A machine learning librarian at Hugging Face just released a dataset composed of one million Bluesky posts, complete with when they were posted and who posted them, intended for machine learning research.
…
The data isn’t anonymous. In the dataset, each post is listed alongside the users’ decentralized identifier, or DID; van Strien also made a search tool for finding users based on their DID and published it on Hugging Face.
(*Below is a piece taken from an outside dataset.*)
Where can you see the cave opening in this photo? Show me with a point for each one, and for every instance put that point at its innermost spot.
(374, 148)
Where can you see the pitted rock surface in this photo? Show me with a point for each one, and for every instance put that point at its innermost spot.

A quick skim through the first few hundred of the million posts shows people doing normal types of Bluesky posting—arguing about politics, talking about concerts, saying stuff like “The cat is gay” and “When’s the last time yall had Boston baked beans?”—but the dataset has also swept up a lot of adult content, too.
It’s also noteworthy that it’s a “snapshot” of time on Bluesky, meaning it could, and probably does, include since-deleted posts.
This dataset could be used for “training and testing language models on social media content, analyzing social media posting patterns, studying conversation structures and reply networks, research on social media content moderation, [and] natural language processing tasks using social media data,” the project page says. “Out of scope use” includes “building automated posting systems for Bluesky, creating fake or impersonated content, extracting personal information about users, [and] any purpose that violates Bluesky’s Terms of Service.”
The dataset is already popular: as of writing, it’s one of the top trending Hugging Face projects.